Allocate VBOs for each node of geometry in the scene, fill them up, render them, and dispose of them. Aagh!
Allocate one VBO for the duration of the scene, then slice() it up into bits each frame and render the geometry with them, then dispose the slices. Aaagh!
Allocate one VBO for the duration of the scene, fill it up with geometry and remember the starts and lengths somewhere, render just those bits by setting the position() and limit().

I hope it’s clear that 3. is a couple of orders of magnitude faster.

Cas

uran · November 3, 2005, 7:45pm

Thanks for clarification.

As far as VBO is concerned, and general (VBO) usage guidelines never raised much question.

I was mainly probing to see what kind of improment/degradation occured in those programs which have one or more tight loops per-frame where dynamic textures are downloaded. i.e: if in a certain context I have to download 3 textures per-frame, lets assume for example 3 planes of a YUV frame, then thats 3 additional JNI calls one would have to make to rewind the buffer twice, once before and once after filling it up. One could make all sorts of arguments about packing textures, but truth of the matter is, everyone will always have some argument to be made.

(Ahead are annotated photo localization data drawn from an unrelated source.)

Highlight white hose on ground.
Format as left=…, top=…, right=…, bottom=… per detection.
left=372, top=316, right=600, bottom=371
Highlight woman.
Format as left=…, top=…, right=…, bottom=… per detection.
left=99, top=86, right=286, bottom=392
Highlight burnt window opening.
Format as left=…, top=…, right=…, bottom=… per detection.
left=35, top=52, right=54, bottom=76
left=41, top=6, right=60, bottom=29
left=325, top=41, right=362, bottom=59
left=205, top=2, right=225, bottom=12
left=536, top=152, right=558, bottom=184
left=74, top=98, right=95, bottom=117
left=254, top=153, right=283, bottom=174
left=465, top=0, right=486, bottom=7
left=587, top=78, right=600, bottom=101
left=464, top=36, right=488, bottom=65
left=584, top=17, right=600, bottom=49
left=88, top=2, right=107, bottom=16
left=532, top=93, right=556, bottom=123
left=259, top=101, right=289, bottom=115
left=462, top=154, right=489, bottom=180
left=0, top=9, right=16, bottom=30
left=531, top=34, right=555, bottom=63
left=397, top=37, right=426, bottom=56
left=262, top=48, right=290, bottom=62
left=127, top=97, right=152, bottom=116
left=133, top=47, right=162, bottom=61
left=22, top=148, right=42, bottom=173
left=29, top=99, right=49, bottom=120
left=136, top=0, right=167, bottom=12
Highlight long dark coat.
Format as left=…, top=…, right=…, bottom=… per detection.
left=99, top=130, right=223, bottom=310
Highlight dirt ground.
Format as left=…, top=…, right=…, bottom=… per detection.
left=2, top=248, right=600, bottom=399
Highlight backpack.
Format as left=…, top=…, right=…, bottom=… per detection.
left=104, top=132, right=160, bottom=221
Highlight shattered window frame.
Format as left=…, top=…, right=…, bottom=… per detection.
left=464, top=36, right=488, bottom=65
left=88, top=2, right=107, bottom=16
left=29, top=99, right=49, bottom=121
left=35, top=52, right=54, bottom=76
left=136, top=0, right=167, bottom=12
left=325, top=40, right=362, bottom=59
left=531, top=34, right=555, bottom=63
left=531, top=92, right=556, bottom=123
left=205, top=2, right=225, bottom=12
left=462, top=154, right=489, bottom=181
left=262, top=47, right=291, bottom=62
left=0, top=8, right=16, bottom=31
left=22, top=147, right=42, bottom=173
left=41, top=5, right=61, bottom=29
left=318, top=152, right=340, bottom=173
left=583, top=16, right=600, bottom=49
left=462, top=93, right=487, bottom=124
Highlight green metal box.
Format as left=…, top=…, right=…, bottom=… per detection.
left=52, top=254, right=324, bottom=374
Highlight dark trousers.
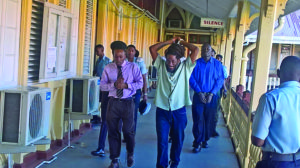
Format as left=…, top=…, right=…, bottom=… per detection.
left=192, top=94, right=218, bottom=147
left=213, top=91, right=222, bottom=133
left=106, top=98, right=135, bottom=160
left=256, top=159, right=300, bottom=168
left=133, top=89, right=142, bottom=132
left=156, top=107, right=187, bottom=168
left=97, top=91, right=109, bottom=150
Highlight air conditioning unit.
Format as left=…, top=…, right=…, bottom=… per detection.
left=0, top=86, right=51, bottom=146
left=65, top=76, right=100, bottom=115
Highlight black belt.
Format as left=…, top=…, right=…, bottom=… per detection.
left=110, top=97, right=133, bottom=102
left=262, top=151, right=300, bottom=162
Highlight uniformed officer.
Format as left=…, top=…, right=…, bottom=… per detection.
left=252, top=56, right=300, bottom=168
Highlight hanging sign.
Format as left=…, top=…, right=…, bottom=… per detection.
left=200, top=18, right=225, bottom=28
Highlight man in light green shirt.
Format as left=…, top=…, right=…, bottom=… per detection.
left=149, top=37, right=198, bottom=168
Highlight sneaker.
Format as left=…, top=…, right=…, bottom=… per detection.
left=91, top=149, right=105, bottom=157
left=127, top=155, right=135, bottom=167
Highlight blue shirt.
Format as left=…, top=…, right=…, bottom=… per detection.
left=252, top=81, right=300, bottom=154
left=189, top=57, right=224, bottom=95
left=127, top=57, right=148, bottom=75
left=94, top=56, right=112, bottom=77
left=223, top=65, right=228, bottom=79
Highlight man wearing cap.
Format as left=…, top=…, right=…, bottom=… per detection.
left=100, top=41, right=143, bottom=168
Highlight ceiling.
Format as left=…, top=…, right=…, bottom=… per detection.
left=167, top=0, right=300, bottom=35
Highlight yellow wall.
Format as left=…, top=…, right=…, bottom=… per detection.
left=96, top=0, right=159, bottom=67
left=0, top=0, right=97, bottom=167
left=1, top=0, right=157, bottom=167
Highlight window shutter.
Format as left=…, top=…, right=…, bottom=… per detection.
left=28, top=1, right=44, bottom=83
left=59, top=0, right=67, bottom=8
left=83, top=0, right=94, bottom=75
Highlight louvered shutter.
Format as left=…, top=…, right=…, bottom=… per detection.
left=59, top=0, right=67, bottom=8
left=28, top=1, right=44, bottom=83
left=83, top=0, right=94, bottom=75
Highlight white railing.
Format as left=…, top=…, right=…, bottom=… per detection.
left=246, top=76, right=280, bottom=92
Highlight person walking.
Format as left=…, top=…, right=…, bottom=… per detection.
left=149, top=37, right=198, bottom=168
left=100, top=41, right=143, bottom=168
left=189, top=43, right=224, bottom=153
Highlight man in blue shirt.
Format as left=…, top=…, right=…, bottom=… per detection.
left=252, top=56, right=300, bottom=168
left=189, top=43, right=224, bottom=153
left=213, top=54, right=229, bottom=137
left=91, top=44, right=112, bottom=157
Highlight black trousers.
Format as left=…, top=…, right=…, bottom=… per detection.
left=97, top=91, right=109, bottom=150
left=106, top=97, right=135, bottom=160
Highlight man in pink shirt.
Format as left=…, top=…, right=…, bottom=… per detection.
left=100, top=41, right=143, bottom=168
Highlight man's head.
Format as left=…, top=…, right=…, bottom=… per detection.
left=110, top=41, right=127, bottom=66
left=126, top=45, right=137, bottom=61
left=277, top=56, right=300, bottom=84
left=201, top=43, right=212, bottom=62
left=165, top=43, right=185, bottom=71
left=216, top=54, right=223, bottom=62
left=211, top=48, right=216, bottom=58
left=95, top=44, right=104, bottom=57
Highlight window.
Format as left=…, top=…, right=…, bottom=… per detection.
left=82, top=0, right=94, bottom=75
left=0, top=0, right=21, bottom=88
left=39, top=2, right=74, bottom=81
left=188, top=34, right=211, bottom=44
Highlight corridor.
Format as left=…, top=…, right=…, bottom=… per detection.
left=41, top=91, right=239, bottom=168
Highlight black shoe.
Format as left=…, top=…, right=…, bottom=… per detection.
left=212, top=131, right=219, bottom=137
left=201, top=141, right=208, bottom=148
left=108, top=161, right=119, bottom=168
left=127, top=155, right=134, bottom=167
left=192, top=146, right=201, bottom=153
left=169, top=160, right=177, bottom=168
left=91, top=149, right=105, bottom=157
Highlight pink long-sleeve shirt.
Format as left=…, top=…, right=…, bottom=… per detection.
left=100, top=61, right=143, bottom=99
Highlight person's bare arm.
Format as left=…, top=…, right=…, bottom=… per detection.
left=179, top=39, right=199, bottom=63
left=149, top=38, right=175, bottom=62
left=142, top=74, right=147, bottom=101
left=251, top=135, right=265, bottom=147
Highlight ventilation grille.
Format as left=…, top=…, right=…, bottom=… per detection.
left=59, top=0, right=67, bottom=8
left=28, top=0, right=44, bottom=83
left=2, top=93, right=21, bottom=143
left=72, top=80, right=83, bottom=112
left=89, top=80, right=96, bottom=110
left=83, top=0, right=94, bottom=75
left=28, top=94, right=43, bottom=140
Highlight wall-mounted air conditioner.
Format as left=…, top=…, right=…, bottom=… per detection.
left=0, top=86, right=51, bottom=146
left=168, top=20, right=182, bottom=28
left=65, top=76, right=100, bottom=116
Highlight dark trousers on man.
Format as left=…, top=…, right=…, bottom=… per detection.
left=133, top=89, right=142, bottom=132
left=192, top=94, right=218, bottom=147
left=156, top=107, right=187, bottom=168
left=256, top=159, right=300, bottom=168
left=96, top=91, right=109, bottom=150
left=106, top=97, right=135, bottom=160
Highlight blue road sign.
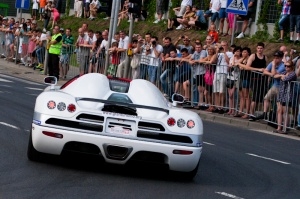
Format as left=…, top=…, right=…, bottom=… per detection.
left=15, top=0, right=30, bottom=10
left=226, top=0, right=249, bottom=15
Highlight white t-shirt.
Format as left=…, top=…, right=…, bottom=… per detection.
left=220, top=0, right=227, bottom=8
left=85, top=0, right=90, bottom=3
left=118, top=36, right=129, bottom=49
left=210, top=0, right=221, bottom=13
left=216, top=51, right=233, bottom=74
left=149, top=44, right=163, bottom=67
left=91, top=0, right=101, bottom=8
left=100, top=39, right=108, bottom=50
left=32, top=0, right=39, bottom=9
left=181, top=0, right=192, bottom=6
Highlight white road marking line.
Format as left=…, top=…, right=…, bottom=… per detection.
left=0, top=122, right=19, bottom=130
left=215, top=192, right=245, bottom=199
left=0, top=78, right=13, bottom=82
left=25, top=87, right=44, bottom=91
left=0, top=74, right=43, bottom=85
left=246, top=153, right=291, bottom=165
left=203, top=141, right=215, bottom=146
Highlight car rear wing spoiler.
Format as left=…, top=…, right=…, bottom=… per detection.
left=75, top=97, right=169, bottom=114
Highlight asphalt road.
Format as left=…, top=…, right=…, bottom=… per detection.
left=0, top=74, right=300, bottom=199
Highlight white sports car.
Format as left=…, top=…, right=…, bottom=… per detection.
left=28, top=73, right=203, bottom=179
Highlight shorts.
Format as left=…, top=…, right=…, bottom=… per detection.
left=239, top=11, right=252, bottom=20
left=242, top=79, right=250, bottom=88
left=264, top=86, right=278, bottom=101
left=213, top=73, right=226, bottom=93
left=107, top=64, right=117, bottom=76
left=59, top=54, right=70, bottom=65
left=196, top=74, right=205, bottom=86
left=195, top=21, right=208, bottom=30
left=205, top=10, right=219, bottom=22
left=280, top=102, right=292, bottom=107
left=219, top=8, right=227, bottom=19
left=85, top=3, right=90, bottom=11
left=178, top=71, right=191, bottom=83
left=32, top=9, right=38, bottom=16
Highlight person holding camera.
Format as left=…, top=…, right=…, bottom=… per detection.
left=212, top=41, right=233, bottom=114
left=147, top=36, right=163, bottom=84
left=174, top=35, right=194, bottom=55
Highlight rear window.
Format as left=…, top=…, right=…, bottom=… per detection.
left=107, top=93, right=132, bottom=104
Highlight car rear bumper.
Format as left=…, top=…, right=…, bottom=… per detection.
left=31, top=123, right=202, bottom=172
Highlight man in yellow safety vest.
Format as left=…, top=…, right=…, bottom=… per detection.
left=47, top=25, right=63, bottom=80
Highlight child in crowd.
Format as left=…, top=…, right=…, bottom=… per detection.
left=107, top=41, right=120, bottom=76
left=51, top=4, right=60, bottom=29
left=207, top=24, right=219, bottom=44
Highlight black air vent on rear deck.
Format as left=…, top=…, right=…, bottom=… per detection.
left=137, top=131, right=193, bottom=144
left=76, top=114, right=104, bottom=123
left=138, top=122, right=165, bottom=131
left=45, top=118, right=103, bottom=132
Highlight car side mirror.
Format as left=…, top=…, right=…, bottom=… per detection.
left=171, top=93, right=184, bottom=106
left=44, top=76, right=57, bottom=90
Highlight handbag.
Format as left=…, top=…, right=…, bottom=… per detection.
left=130, top=55, right=139, bottom=69
left=204, top=68, right=214, bottom=85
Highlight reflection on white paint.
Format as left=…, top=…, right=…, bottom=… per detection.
left=0, top=78, right=13, bottom=82
left=0, top=122, right=19, bottom=130
left=246, top=153, right=291, bottom=165
left=215, top=192, right=245, bottom=199
left=203, top=141, right=215, bottom=146
left=25, top=87, right=44, bottom=91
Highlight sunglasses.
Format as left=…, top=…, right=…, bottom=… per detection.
left=285, top=65, right=291, bottom=68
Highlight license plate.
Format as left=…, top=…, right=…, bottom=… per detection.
left=106, top=118, right=136, bottom=136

Anyways, I must be the only one who sees issue with additional JNI overhead, so without further ado, its all clear.

kbr · November 3, 2005, 8:35pm

There is no JNI involved in setting or retrieving the position or limit of a Buffer. This is all Java code and when these values are passed from JOGL’s Java code to C via JNI the values are all fetched using pure Java code. The only additional overhead is in passing down an additional int argument through JNI (negligible) and adding this offset on to the base pointer (again, negligible). We did some performance testing with higih-throughput demos like the VertexArrayRange demo and weren’t able to see any speed hit from paying attention to buffer offsets.

uran · November 3, 2005, 9:05pm

Ok well in that case, attribute this to lack of sleep (and/or other misdeed on my part) that I did notice a minor difference in CPU usage between the two test runs of a program based on JOGL 1.1.1 and one based on JSR-231 (beta1). I will continue all conversion to JSR-231 as all other improvements outweigh this (aparently misconceived on my part detriment) and if I do indeed solidify substantial performance degradation, I will post for further discussion.

P.S:
Test machine: P3 @ 500Mhz, Radeon 9k
JOGL 1.1.1 test run consumed on average about ~2%.
JSR-231 beta1 consumed on average about ~9%.

In my efforts to sqeeze out most of the CPU for other tasks, I may have overstepped common sense and forgotten that premature optimizations are root of all evil.

kbr · November 4, 2005, 1:50am

A lot has changed in the JOGL implementation since 1.1.1 and it’s certainly possible that additional code in the JOGL implementation could be the cause of the increased CPU consumption. If you get some profile data from your application pointing to new code in JOGL as the culprit then please provide a test case and file a bug.